Manuscript discovered detailing Inquisition trials against Jews in Portugal

The 60-page document lists the dates and locations of autos-da-fé along with the number of victims at each trial. 

  18th century manuscript, found in the Central Archives for the History of the Jewish People at the National Library of Israel, includes details from the first 130 years of the Portuguese Inquisition in Lisbon, including numbers of the victims, charges and sentences (photo credit: THE NATIONAL LIBRARY OF ISRAEL)
18th century manuscript, found in the Central Archives for the History of the Jewish People at the National Library of Israel, includes details from the first 130 years of the Portuguese Inquisition in Lisbon, including numbers of the victims, charges and sentences
(photo credit: THE NATIONAL LIBRARY OF ISRAEL)

In a historically significant discovery, a manuscript detailing autos-da-fé in the Portuguese Inquisition was found in the Central Archives for the History of the Jewish People at the National Library of Israel in Jerusalem, according to a Wednesday press release from the National Library.

The manuscript, titled “Memoria de todos os autos da fé que setem feito em Lisboa" ("An Accounting of All the Autos-da-Fé that Took Place in Lisbon"), was written in the 17th century and provides an organized account of the Inquisition tribunal’s activities in Lisbon, particularly with respect to trials conducted against Christians accused of secretly practicing Judaism,.

 Dr. Yochai Ben-Ghedalia, the director of the Central Archives for the History of the Jewish People, wrote in a statement for the National Library that the Portuguese Inquisition featured cruel public punishments in autos-da-fé. These autos-da-fé were public rituals for Christian heretics and non-believers.

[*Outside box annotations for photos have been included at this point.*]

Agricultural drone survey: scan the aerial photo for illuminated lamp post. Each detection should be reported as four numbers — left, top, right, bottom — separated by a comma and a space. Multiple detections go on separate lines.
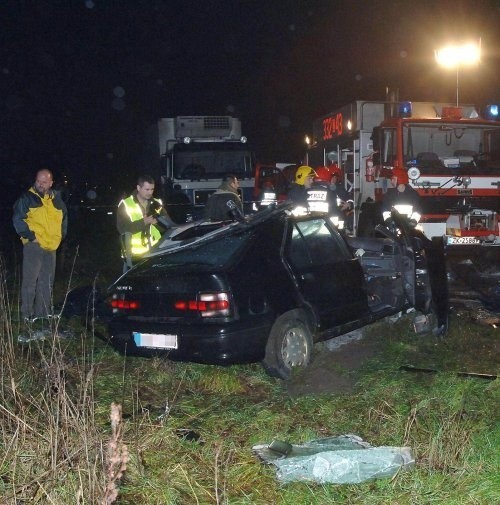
304, 135, 311, 165
434, 39, 481, 107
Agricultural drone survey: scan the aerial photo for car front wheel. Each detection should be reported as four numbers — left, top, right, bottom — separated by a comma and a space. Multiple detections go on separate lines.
262, 310, 313, 379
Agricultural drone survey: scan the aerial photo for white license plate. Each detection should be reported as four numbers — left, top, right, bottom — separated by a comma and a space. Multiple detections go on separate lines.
132, 331, 178, 349
446, 237, 479, 245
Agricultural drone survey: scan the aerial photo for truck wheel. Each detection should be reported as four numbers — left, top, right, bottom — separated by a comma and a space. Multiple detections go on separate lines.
262, 310, 313, 379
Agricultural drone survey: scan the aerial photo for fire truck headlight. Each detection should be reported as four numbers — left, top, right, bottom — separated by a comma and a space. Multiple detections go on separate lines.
484, 104, 498, 121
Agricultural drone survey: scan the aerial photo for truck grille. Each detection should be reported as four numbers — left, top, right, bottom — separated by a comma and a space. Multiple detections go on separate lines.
203, 116, 230, 130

“These discoveries shed light on the realities of a complex chapter in Jewish history, as well as on the Inquisition's obsession with revealing any form of deviance, including traces of Jewish tradition."

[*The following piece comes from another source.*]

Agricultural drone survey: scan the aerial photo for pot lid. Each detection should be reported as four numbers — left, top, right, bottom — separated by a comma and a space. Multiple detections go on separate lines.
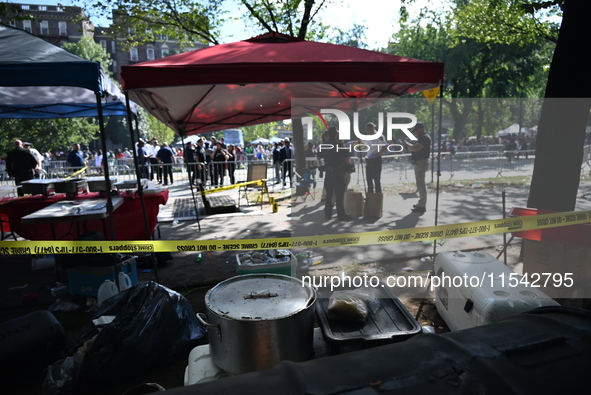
205, 274, 316, 321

Dr. Yochai Ben-Ghedalia, director of the Central Archives for the History of the Jewish People

The manuscript is meticulously detailed

The 60-page manuscript includes a great deal of information about autos-da-fé in Lisbon during the Inquisition’s first 130 years, from 1540-1669. Among the details listed are the number of victims at each trial, the dates and locations of the ceremonies and the names of priests who officiated. In addition, the number of people burned at the stake in each auto-da-fé is mentioned, per the release.

Many of the victims included in the manuscript were newly converted Christians accused of continuing to practice Judaism. Nevertheless, Christians who came from Christian backgrounds were also listed for crimes of sodomy, bigamy, possession of forbidden books and sacrilege, the release stated.

 18th century manuscript, found in the Central Archives for the History of the Jewish People at the National Library of Israel, includes details from the first 130 years of the Portuguese Inquisition in Lisbon, including numbers of the victims, charges and sentences (credit: THE NATIONAL LIBRARY OF ISRAEL) 18th century manuscript, found in the Central Archives for the History of the Jewish People at the National Library of Israel, includes details from the first 130 years of the Portuguese Inquisition in Lisbon, including numbers of the victims, charges and sentences (credit: THE NATIONAL LIBRARY OF ISRAEL)

Trials like these took place over a period of close to 250 years, and the Portuguese Inquisition was officially abolished in 1821. 

 

What sparked the Portuguese Inquisition?

In Portugal, the Catholic Church initiated the Inquisition in 1536 after anusim, Jews who were forcibly converted to Christianity in Spain, immigrated to the country en masse. According to Ben-Ghedalia, the Portuguese Inquisition cut off hundreds of thousands of Jews from their Judaism through forced conversion and persecution.

 As time progressed, most Jews who converted to Christianity ceased to practice Judaism in any way that would be noticeable to the public in Portugal, such as circumcision, immersing in the mikveh and celebrating holidays at their proper times.

But, as Ben-Ghedalia spelled out in his statement, some “continued to observe Jewish rituals in their homes in secret, or commemorate holidays, often a number of days after the actual date. For example, to confuse the inquisitors, some would secretly celebrate Yom Kippur and Passover belatedly, or light Shabbat candles inside pottery vessels to conceal the flames.”

The discovery of the manuscript has provided significant information relating to both Jewish history and the nature of the Portuguese Inquisition, Ben-Ghedalia noted in the release.

“These discoveries shed light on the realities of a complex chapter in Jewish history, as well as on the Inquisition's obsession with revealing any form of deviance, including traces of Jewish tradition," he said. "We hope the newly discovered document will help scholars better investigate this fascinating and difficult period of history."